NEW YORK — It was only the second day of Mercedes-Benz Fashion Week, and already the tired, stylish masses were complaining about long days (and longer, party-filled nights). Although all seemed to perk up when Ryan Lochte was spotted next to Lauren Conrad at the Rebecca Minkoff show. The Friday runway shows for Spring/Summer 2013 found designers mixing feminine and fierce, and, in true Stevie Nicks style, leather and lace.
It’s generally easy to pick out the three finalists at the “Project Runway” shows, and sometimes there’s even a clear winner. But this year, the eight designers who showed (there were five decoys and three finalists), offered a surprising mix. The winner will be announced on Oct. 18. Boston native and Lasell graduate Sonjia Williams showed a collection that she said is “based off of me, a bold, strong collection for confident women.” Her interpretation blended 1940s prints and yards of bordello-esque lace. As celebrity judge Jennifer Hudson looked on, contestant Gunnar Deatherage offered a parade of tribal earth-tone prints and Elena Slivnyak’s two-tone dresses recalled Pierre Cardin.
Marblehead native Sally LaPointe’s show Friday was her most mature to date, and some pieces that she showed — an intricate moss green lace dress and a deceptively simple pale rust Georgette dress — will appeal to a wide range of women. LaPointe has maintained her creativity but softened her edge over the past four seasons. The designer, who made a name for herself thanks in part to Lady Gaga’s support, stayed with some of her trademarks, such as black, form-fitting, full-length skirts. But LaPointe’s spring 2013 collection, which was inspired by “a secret submarine base in Russia,” allowed the designer to play with materials like lambskin and sueded charmeuse in luxuriously feminine new ways. Linda Fargo , senior vice president at Bergdorf Goodman, was headed backstage immediately after the show. It looks like Gaga isn’t the only one buying LaPointe’s designs anymore.
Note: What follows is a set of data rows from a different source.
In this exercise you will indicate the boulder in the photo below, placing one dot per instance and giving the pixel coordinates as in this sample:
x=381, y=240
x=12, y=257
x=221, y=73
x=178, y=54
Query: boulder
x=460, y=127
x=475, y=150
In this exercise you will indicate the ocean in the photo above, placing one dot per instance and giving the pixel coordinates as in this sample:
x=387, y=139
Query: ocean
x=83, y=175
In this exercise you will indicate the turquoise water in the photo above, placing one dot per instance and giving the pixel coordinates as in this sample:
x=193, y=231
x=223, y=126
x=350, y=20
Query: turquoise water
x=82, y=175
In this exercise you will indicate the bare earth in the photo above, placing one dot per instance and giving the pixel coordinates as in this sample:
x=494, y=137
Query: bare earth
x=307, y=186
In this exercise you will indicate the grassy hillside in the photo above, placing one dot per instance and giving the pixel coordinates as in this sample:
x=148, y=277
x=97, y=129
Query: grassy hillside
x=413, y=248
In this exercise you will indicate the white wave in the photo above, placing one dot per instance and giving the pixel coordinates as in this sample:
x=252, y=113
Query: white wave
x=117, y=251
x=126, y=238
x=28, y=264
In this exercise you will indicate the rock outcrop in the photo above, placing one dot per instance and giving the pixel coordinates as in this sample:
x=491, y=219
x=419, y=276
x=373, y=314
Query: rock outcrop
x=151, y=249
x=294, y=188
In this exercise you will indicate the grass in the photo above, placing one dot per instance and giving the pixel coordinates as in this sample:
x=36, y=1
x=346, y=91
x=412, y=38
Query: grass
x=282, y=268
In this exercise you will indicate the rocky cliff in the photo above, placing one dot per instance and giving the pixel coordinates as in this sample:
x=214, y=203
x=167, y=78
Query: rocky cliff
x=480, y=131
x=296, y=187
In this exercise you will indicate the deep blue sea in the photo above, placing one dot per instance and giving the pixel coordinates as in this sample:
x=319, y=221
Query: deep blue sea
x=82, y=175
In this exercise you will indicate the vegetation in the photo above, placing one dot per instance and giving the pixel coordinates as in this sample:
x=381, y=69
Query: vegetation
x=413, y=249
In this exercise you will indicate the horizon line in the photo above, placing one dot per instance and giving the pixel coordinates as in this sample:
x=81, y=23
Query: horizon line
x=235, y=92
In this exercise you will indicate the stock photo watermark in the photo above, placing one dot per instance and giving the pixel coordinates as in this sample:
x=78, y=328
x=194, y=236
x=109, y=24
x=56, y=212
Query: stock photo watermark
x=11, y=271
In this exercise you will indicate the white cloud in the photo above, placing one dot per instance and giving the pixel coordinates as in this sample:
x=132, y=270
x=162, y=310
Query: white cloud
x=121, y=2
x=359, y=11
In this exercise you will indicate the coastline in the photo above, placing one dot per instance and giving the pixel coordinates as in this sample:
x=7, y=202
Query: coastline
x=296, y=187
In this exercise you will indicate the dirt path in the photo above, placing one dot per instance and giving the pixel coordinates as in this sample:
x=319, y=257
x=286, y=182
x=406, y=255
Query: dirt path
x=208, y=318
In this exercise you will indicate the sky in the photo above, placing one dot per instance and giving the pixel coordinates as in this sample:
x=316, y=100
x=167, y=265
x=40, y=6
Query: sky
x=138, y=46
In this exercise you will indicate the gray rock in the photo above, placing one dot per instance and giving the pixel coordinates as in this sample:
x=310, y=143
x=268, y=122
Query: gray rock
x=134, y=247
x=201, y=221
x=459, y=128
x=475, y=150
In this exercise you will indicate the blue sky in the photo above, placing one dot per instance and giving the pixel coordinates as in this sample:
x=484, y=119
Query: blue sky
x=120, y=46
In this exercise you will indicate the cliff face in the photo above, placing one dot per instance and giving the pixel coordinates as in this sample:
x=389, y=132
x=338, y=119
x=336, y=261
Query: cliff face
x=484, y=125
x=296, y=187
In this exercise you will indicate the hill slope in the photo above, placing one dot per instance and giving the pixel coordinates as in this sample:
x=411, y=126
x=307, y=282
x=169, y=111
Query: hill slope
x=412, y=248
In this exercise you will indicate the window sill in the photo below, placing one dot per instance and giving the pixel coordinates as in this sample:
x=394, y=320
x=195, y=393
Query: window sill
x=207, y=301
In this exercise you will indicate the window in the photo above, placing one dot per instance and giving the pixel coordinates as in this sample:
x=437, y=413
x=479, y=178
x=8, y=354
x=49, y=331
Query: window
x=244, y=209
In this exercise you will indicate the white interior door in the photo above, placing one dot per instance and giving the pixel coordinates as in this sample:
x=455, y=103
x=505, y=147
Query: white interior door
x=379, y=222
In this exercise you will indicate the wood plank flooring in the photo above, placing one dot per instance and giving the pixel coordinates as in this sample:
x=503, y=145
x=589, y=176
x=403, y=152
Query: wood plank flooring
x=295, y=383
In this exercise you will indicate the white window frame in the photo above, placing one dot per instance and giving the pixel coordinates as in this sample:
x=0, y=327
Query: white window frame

Designer Jason Wu took his inspiration from the erotic photography of Helmut Newton and the dream-like photos of Lillian Bassman . That combination resulted in pieces such as a leather harness with an otherwise dainty lace and chiffon dress. The less couth might call it “upscale dominatrix.” Elsewhere, a black leather bustier harness dress was softened with sheer, flesh-tone jersey fabric. Wu ended with sparkly tulle gowns, but even at his most feminine, Wu kept the edge going.